A list of the host: pathogen pairs that are available through the Éclair web-server and basic statistics that illustrate the effectiveness of the underlying Eclat SVM models
| Pathogen genome | Host genome | Test data | Host | PP | HP | HP | HH | Evaluation of the SVM model | |||
|---|---|---|---|---|---|---|---|---|---|---|---|
| Pathogen | Pathogen | Host | |||||||||
| Sensitivity | Selectivity | Sensitivity | Selectivity | ||||||||
| Blumeria graminis | Hordeum vulgare | 292.9 | 1254.4 | 206.4 | 79.2 | 72.7 | 1061.2 | 0.72 (0.07) | 0.74 (0.03) | 0.94 (0.01) | 0.93 (0.02) |
| Globodera pallida | Solanum tuberosum | 727.7 | 1247.0 | 605.7 | 73.4 | 64.7 | 1096.2 | 0.89 (0.01) | 0.90 (0.01) | 0.94 (0.01) | 0.94 (0.01) |
| Haemonchus contortus | Ovis aries | 838.6 | 861.4 | 771.2 | 67.0 | 55.5 | 796.5 | 0.92 (0.02) | 0.93 (0.03) | 0.93 (0.03) | 0.92 (0.02) |
| Heterodera glycines | Glycine max | 1246.4 | 1239.5 | 1166.3 | 64.3 | 182.9 | 890.4 | 0.95 (0.03) | 0.86 (0.08) | 0.83 (0.16) | 0.93 (0.03) |
| M.grisea | O.sativa | 742 | 1241.3 | 640.5 | 116.4 | 98.9 | 974.8 | 0.85 (0.02) | 0.87 (0.01) | 0.91 (0.01) | 0.89 (0.01) |
| Manduca sexta | Nicotiana tabacum | 164.2 | 1237.3 | 133.8 | 35.0 | 11.5 | 898.7 | 0.79 (0.03) | 0.92 (0.02) | 0.99 (0.00) | 0.96 (0.01) |
| Meloidogyne incognita | Gossypium arboreum | 1247 | 1245.6 | 1073 | 100.8 | 138.2 | 969.4 | 0.91 (0.02) | 0.89 (0.01) | 0.88 (0.01) | 0.91 (0.02) |
| Neurospora crassa | Arabidopsis thaliana | 542.4 | 1251.8 | 503.9 | 34.7 | 44.8 | 1075.1 | 0.94 (0.03) | 0.92 (0.01) | 0.96 (0.01) | 0.97 (0.01) |
| Phytophthora infestans | L.esculentum | 1241.1 | 1240.1 | 1117.6 | 123.5 | 52.8 | 1074.1 | 0.90 (0.01) | 0.95 (0.01) | 0.95 (0.01) | 0.90 (0.01) |
| P.sojae | Glycine max | 1248.7 | 1242.1 | 1227 | 32.7 | 40.6 | 1025.0 | 0.97 (0.01) | 0.97 (0.01) | 0.96 (0.01) | 0.97 (0.01) |
Following the unigene assembly and CDS prediction steps in Éclair the dataset was randomly sampled 10 times to produce representative data sets for Eclat training.

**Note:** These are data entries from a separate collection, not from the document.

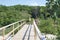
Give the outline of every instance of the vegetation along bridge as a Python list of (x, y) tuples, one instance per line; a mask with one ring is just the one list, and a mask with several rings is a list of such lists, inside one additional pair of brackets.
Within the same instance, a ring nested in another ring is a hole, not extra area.
[(21, 20), (0, 28), (0, 40), (42, 40), (41, 37), (42, 34), (35, 20), (33, 20), (32, 24)]

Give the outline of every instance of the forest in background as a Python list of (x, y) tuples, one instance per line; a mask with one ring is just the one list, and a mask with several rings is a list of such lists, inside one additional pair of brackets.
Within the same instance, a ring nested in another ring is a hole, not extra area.
[(0, 27), (29, 17), (39, 19), (41, 32), (60, 36), (59, 0), (47, 0), (46, 6), (0, 5)]

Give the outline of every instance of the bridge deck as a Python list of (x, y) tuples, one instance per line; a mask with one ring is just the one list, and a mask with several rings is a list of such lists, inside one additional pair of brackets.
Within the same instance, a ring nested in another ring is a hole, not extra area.
[(39, 40), (35, 37), (34, 26), (24, 25), (11, 40)]

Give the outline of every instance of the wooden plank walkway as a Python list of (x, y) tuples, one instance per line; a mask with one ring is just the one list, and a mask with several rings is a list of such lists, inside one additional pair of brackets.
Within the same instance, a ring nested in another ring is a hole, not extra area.
[(25, 24), (11, 40), (39, 40), (39, 38), (38, 36), (35, 38), (34, 26)]

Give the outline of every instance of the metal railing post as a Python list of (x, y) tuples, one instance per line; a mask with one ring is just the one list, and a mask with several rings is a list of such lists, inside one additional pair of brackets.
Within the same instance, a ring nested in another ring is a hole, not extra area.
[[(19, 26), (19, 23), (18, 23), (18, 26)], [(18, 31), (19, 31), (20, 28), (18, 28)]]
[(3, 40), (5, 40), (5, 29), (3, 29)]

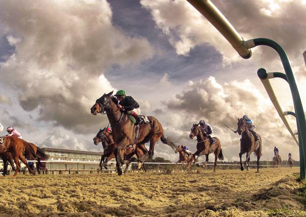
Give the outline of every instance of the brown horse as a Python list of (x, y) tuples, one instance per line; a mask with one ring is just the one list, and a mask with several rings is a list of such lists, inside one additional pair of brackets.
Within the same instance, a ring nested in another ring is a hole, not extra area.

The sampled data was split so that 75% of the sequences were used for model training; with the remaining 25% of sequences used for testing. The average number of sequences used for testing are shown for the pathogen and host datasets. Following creation of the Eclat SVM model, the retained test sequences were classified, the average numbers of sequences classified are shown in columns PP, PH, HP and HH where PP represents a pathogen sequence classified as a pathogen sequence, PH represents a pathogen sequence classified as a host sequence and so on. The results of the simulations are summarized as sensitivity and selectivity for both the pathogen and host sequence models, the standard deviations from the 10 replicates are shown in brackets.